A large part of the changes focus on China’s domestic forestry and timber industries. It includes provisions on forest tenure and lays down the objective of management of ‘public-welfare’ and commercial forest as being a healthy, high quality and effective forestry ecology system. It strengthens protection of China’s forest resources and bars cutting of natural forest. Its aim is also to promote an increase in Chinese forest cover and it imposes new controls on cutting volumes, licenses and timber transport.
It is article 65 of the law that focuses on illegal timber. It states that: “Timber trading and processing enterprises shall establish ledgers to record input and output of raw materials. Purchasing, processing, or transporting timber that is known to derive from illegal sources, such as illegally or indiscriminately logged forest, by any work units or individuals, are prohibited”.
“It’s potentially huge, a real game-changer for both the future of the planet’s forests and the battle against dangerous climate change,” said Faith Doherty, Forests Campaign Leader at NGO the Environmental Investigation Agency. “China is the world’s biggest timber importer and, for almost 20 years, its demand for raw materials for its vast wood-processing industry has been a massive driver of illegal logging around the world, especially in South-East Asia and Africa.”
Other commentators said that effective implementation of this new provision would require closer coordination between Chinese customs and other government agencies than currently operates. “In general the prohibition carries potential risks of difficult enforcement, including not applying to traders, and low penalties,” said Jo Blackman, Head of Forests Policy at natural resources NGO Global Witness. She also said that the burden of proof in cases of alleged illegal timber would be on government departments, making it more difficult to secure prosecutions. The law also did not go far enough in establishing a legal framework requiring due diligence on the part of timber importers and traders, such as those operating in other markets, including the US, the EU and Australia.
Others, however, see it as a significant move in the right direction. China and the EU have been liaising on timber legality and market requirements for 11 years via their Bilateral Co-ordination Mechanism initiative, with the clear ambition from the EU perspective to bring China’s enormous trading muscle to bear in the war on illegal timber. “In all the discussions, it has been clear the Chinese authorities are aware that mandatory rules on legality of timber imports are the missing link,” said Dr Zhang Junzuo, Team Leader of the UK-China Collaboration on Forest Investment and Trade programme (InFIT).
The International Tropical Timber Technical Association (ATIBT) also responded positively to the forest law revision. “We’ve made great efforts to build a dialogue with Chinese operators working in Central Africa on the future of the sector and the need for sustainable management of the Congo Basin forests,” said ATIBT Managing Director Benoît Jobbé-Duval. “Our Chinese partners said development of the forestry law was important, even if means required to implement it would perhaps take a little time to mobilise it. We hope its implementation can be carried out effectively and within a reasonable timeframe. In the meantime, we will continue cooperation with our partners.”

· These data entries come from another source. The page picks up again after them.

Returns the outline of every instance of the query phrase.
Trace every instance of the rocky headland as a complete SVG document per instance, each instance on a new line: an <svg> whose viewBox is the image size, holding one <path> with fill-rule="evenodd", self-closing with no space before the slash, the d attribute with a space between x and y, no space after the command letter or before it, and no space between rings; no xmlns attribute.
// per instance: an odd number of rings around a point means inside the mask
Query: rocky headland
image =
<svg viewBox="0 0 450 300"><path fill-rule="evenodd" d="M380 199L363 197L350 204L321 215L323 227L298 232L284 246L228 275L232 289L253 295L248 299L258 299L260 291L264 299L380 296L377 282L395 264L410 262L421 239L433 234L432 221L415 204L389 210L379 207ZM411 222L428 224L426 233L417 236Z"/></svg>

ATIBT and STTC founder and funder IDH – The Sustainable Trade Initiative said that they would also closely monitor implementation of the forest law revisions.
According to the 2018 Annual Report of the EU FLEGT Independent Market Monitor, 62% (US$25.6 billion) of the total value (US$41.2 billion) of recorded tropical wood exports worldwide were destined for countries with regulatory measures to eliminate illegal trade, including the EU, Australia, Indonesia, Japan, Malaysia and the Republic of Korea, the USA and Viet Nam. The value going to unregulated markets was $15.6 billion, with 55%, or $8.6 billion, imported by China.
If China could be included among them, markets regulated for legality would account for over 80% of total international tropical timber trade.